Ukrainian authorities denied reports of having made any arrests in connection to the toppling of a statue of Vladimir Lenin in Kiev during mass anti-Russia protests on Sunday.
A deputy of the opposition party Udar, Valery Karpuntsov, said Monday police had arrested several protesters for trying to pilfer parts of a toppled statue of Lenin to take away as a souvenir. The lawmaker also said several bystanders had been arrested for having made derogatory comments about Lenin and Stalin.
Karpuntsov said none of the arrests concerned anyone directly involved in the monument's toppling but he did not specify the identities of the vandals, whose faces were hidden by masks as they brought down the monument of the former Soviet leader on Bessarabskaya Ulitsa, RBC reported.
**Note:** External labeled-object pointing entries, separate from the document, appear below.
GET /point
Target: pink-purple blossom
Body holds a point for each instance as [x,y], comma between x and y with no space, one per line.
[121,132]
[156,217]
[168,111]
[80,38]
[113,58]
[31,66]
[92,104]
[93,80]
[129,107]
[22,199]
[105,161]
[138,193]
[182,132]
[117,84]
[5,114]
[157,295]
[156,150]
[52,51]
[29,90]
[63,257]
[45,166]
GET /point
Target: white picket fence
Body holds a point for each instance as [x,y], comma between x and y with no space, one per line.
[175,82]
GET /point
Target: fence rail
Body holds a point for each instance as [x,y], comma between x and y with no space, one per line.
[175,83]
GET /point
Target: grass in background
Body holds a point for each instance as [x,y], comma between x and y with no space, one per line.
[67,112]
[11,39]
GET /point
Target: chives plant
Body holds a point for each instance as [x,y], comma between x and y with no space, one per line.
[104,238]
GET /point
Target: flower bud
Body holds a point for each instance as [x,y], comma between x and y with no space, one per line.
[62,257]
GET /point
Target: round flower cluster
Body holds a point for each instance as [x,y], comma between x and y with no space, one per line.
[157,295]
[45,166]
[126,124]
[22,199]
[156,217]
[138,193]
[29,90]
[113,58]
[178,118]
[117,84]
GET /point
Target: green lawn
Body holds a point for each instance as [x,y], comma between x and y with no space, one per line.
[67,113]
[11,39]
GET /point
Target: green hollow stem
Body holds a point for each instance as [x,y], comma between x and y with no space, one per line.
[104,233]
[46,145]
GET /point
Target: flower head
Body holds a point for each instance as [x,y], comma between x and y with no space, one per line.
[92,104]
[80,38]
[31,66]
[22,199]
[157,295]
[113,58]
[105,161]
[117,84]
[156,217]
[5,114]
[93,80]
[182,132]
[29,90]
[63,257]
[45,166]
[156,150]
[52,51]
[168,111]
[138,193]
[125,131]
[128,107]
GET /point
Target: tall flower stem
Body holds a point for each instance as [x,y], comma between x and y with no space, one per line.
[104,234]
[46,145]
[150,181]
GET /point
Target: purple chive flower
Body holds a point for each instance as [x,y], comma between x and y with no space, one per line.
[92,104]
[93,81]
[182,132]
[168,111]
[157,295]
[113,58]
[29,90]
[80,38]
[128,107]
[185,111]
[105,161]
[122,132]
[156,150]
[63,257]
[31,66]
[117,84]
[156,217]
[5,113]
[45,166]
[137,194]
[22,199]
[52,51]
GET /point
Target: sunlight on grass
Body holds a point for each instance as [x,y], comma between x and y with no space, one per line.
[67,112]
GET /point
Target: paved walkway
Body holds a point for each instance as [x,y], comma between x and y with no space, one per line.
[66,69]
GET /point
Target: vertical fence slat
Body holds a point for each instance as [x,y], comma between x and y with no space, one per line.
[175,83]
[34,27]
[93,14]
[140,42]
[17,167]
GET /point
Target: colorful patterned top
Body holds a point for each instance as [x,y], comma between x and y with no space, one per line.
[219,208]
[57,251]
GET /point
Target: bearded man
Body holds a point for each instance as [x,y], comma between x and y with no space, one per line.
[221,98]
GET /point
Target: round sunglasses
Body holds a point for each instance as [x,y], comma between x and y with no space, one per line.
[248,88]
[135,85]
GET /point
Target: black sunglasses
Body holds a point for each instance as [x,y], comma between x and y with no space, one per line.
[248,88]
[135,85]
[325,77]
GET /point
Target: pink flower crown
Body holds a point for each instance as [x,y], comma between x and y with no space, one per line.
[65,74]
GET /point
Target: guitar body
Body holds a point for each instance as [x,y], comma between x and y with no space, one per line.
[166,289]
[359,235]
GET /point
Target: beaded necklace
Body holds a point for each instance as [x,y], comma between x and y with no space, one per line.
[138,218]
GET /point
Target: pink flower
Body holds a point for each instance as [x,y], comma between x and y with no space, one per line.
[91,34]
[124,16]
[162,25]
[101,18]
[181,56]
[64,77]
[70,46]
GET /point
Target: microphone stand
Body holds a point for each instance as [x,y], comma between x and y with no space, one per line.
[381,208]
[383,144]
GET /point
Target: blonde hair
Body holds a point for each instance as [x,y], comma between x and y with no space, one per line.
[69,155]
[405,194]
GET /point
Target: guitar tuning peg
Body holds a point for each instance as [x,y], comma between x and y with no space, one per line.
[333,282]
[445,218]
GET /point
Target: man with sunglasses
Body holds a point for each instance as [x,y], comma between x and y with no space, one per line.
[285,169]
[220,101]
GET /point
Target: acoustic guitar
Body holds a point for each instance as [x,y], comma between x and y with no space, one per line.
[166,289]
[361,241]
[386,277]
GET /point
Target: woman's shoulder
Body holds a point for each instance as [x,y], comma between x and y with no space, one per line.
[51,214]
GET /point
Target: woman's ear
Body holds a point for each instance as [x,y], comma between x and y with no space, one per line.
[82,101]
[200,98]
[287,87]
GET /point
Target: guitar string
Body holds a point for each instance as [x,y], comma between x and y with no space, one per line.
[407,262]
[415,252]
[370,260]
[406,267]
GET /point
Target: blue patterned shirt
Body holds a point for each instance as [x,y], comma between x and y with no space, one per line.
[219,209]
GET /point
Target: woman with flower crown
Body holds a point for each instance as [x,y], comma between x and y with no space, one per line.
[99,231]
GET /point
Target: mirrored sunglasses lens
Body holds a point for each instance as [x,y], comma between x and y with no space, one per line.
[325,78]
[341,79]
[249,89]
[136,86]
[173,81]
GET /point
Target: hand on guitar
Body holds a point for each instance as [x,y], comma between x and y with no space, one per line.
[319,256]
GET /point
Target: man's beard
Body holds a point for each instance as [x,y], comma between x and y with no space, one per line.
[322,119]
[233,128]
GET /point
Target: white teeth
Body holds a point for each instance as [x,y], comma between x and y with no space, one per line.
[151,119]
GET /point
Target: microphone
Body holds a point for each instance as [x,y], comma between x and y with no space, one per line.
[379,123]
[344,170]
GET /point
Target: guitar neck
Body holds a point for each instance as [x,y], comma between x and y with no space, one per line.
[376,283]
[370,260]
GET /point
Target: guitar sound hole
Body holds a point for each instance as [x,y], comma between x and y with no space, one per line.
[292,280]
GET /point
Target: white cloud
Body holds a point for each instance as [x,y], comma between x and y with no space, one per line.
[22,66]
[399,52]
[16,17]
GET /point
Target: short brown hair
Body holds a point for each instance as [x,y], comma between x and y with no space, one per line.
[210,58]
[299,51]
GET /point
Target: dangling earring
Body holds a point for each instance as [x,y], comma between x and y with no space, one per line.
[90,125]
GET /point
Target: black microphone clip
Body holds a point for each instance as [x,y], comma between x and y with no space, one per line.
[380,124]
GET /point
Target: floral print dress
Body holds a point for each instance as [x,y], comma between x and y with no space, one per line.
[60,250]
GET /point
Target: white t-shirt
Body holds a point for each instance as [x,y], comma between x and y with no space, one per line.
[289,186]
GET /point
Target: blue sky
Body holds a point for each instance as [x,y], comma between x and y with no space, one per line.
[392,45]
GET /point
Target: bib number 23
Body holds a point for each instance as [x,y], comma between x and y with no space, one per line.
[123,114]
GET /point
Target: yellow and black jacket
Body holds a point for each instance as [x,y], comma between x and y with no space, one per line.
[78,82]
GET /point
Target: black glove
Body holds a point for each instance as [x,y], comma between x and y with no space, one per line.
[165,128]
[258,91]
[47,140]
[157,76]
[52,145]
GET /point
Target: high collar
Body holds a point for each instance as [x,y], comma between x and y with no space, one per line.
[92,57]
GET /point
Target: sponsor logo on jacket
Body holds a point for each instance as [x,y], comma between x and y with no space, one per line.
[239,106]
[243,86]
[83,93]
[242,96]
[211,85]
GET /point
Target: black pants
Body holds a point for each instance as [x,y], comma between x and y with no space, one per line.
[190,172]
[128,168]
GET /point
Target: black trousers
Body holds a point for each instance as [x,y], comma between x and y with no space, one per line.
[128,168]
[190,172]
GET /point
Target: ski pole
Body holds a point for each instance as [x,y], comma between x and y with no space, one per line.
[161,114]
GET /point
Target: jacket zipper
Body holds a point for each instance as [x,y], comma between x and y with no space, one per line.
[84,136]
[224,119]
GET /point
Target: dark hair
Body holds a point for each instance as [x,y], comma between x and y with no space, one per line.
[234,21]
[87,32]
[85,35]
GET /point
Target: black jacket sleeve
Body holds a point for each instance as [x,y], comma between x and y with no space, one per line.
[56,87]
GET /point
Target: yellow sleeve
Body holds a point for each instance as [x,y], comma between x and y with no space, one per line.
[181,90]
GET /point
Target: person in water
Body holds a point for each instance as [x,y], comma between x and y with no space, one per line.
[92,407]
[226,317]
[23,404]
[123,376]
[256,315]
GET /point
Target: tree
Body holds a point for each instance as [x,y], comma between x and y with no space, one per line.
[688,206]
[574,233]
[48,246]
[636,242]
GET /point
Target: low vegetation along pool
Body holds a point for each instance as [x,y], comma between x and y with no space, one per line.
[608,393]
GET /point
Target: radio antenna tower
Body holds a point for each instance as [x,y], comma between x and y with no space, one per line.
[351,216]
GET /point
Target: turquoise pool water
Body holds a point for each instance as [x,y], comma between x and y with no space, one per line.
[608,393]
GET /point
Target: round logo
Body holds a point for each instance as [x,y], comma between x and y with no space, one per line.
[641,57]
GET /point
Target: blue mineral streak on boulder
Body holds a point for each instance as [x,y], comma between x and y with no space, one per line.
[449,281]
Sunday's protesters lit flares, hurled smoke grenades and covered the monument's pedestal with the national flag of Ukraine and a red-and-black nationalist banner, RIA Novosti reported.
Authorities have opened a criminal investigation into the demolition of the monument, which was erected in 1946 to honor the former Soviet leader and is one of many statues of Lenin overlooking squares across the former Soviet Union.
The incident followed days of unrest in Kiev that saw hundreds of thousands of Ukrainians take to the streets urging the country's president to sack his government and re-establish ties with the European Union.